THE price of a bushel of wheat rose yet again in the markets of Flanders yesterday presaging a monstrous tribulation and a grave rise in the price of mead, the Lord High Guardian of the King's Purse has warned.
Sir Mervyne de Kinge professed himself aghast as news arrived from Ghent that merchants had exchanged on wheat for six gold florin a bushel, a price not usually seen in trade unless in association with the rare spices of the Orient.
The noble lord forewarned that a time of privation would surely be visited on the kingdom, when the peasant would find himself cast from his wretched midden and the knight dispossessed of his estates by the grubby moneychangers of old Lombard Street.
He said: “Extremeties of the climes have done for the harvest yet again, and giant sea serpents have dragged down the ships of those few mariners who would dare brave the waves to help us bake our daily bread.
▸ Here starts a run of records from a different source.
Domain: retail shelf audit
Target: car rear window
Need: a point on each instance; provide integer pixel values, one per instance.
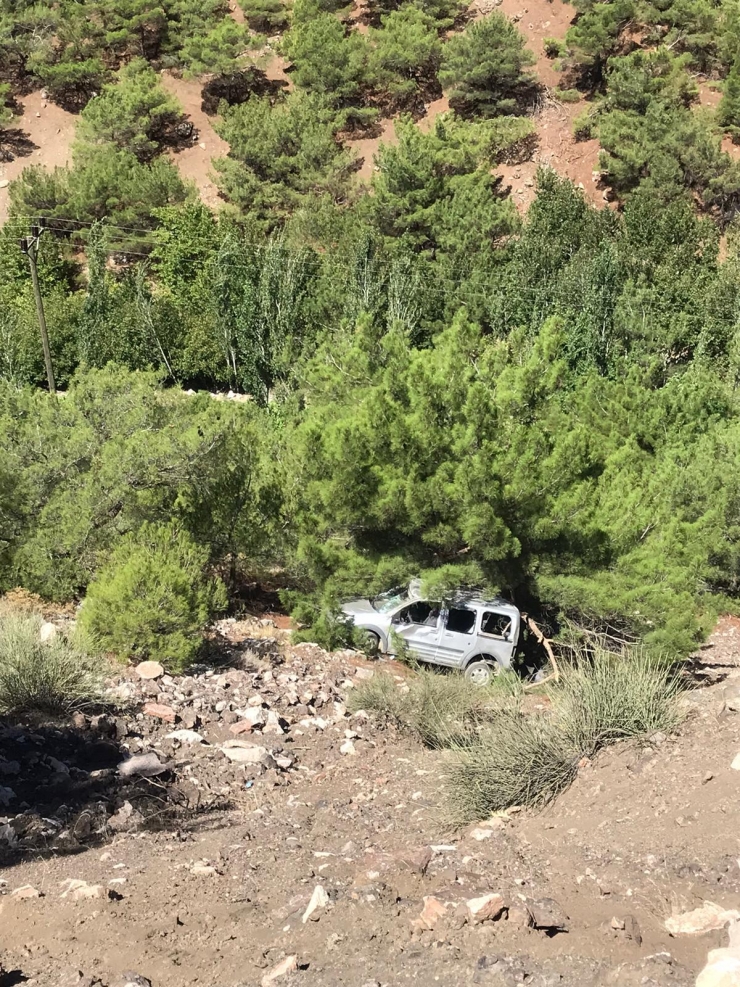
(460, 620)
(495, 624)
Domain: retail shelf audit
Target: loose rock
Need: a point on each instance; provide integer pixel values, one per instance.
(150, 670)
(701, 920)
(160, 711)
(488, 907)
(126, 819)
(723, 965)
(25, 892)
(288, 965)
(145, 765)
(319, 901)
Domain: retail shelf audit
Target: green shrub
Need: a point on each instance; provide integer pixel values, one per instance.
(614, 696)
(380, 695)
(583, 125)
(442, 711)
(152, 599)
(529, 759)
(519, 760)
(43, 676)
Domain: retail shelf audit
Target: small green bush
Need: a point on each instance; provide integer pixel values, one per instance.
(443, 711)
(43, 676)
(529, 759)
(610, 697)
(152, 599)
(519, 760)
(380, 695)
(554, 47)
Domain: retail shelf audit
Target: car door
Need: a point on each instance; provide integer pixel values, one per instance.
(457, 636)
(418, 624)
(497, 635)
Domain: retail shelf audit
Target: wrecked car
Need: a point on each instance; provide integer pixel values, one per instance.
(466, 632)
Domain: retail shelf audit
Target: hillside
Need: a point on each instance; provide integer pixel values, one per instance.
(214, 888)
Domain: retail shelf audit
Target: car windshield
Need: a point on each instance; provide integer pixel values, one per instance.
(392, 598)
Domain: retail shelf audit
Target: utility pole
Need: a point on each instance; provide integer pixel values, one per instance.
(30, 247)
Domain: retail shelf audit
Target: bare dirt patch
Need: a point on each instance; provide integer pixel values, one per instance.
(537, 20)
(45, 131)
(557, 149)
(194, 162)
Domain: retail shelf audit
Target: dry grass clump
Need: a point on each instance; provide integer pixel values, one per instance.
(43, 676)
(502, 756)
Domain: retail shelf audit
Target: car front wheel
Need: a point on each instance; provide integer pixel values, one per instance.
(481, 672)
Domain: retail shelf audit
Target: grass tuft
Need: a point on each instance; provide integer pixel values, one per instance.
(443, 711)
(614, 697)
(518, 760)
(43, 677)
(529, 759)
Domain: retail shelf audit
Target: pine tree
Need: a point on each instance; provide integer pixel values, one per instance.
(483, 69)
(134, 113)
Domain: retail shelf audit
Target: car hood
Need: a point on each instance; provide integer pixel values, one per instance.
(358, 606)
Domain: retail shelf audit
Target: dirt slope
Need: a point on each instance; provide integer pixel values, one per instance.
(46, 133)
(218, 897)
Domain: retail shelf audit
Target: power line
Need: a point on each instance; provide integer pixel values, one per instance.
(120, 245)
(30, 247)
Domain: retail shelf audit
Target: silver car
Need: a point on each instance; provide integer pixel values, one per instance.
(475, 635)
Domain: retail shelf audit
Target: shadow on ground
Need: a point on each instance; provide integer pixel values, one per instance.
(61, 791)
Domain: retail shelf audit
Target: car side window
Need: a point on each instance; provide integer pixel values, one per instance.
(460, 620)
(419, 612)
(495, 624)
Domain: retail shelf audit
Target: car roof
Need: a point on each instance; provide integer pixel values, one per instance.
(472, 600)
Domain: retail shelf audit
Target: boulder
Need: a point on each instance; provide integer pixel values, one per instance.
(548, 915)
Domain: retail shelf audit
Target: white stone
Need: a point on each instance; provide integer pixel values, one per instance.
(255, 715)
(723, 965)
(488, 906)
(186, 737)
(288, 965)
(150, 670)
(273, 723)
(80, 890)
(242, 752)
(700, 920)
(48, 631)
(319, 900)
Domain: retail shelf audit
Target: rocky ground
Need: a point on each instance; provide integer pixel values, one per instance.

“Nor is it just the Isrealite who profits at this time, as you would expect, but the whole merchant class appears arraigned against us like the massed ranks of the Persians against King Leonidis at Thermopylae.
“If there is not some sudden fall in price, a great plague spread by rats, or a new world discovered with bountiful supplies of grain and large fowl with which we can load our tables come Christmastide I fear we are all totally in the shitter. Again.”
Sir Mervyne said a rise in the price of wheat would force up the rates of the money changers and plunge those squires who had foolishly bought their castles at inflated prices into penury and destitution.
He added: “And those knaves who have speculatively bought so many castles purely to rent out to others, against the teachings of the Holy Book, verily I say, in God’s name they will be cast down into the fires of hell to burn for ever and ever. Amen.”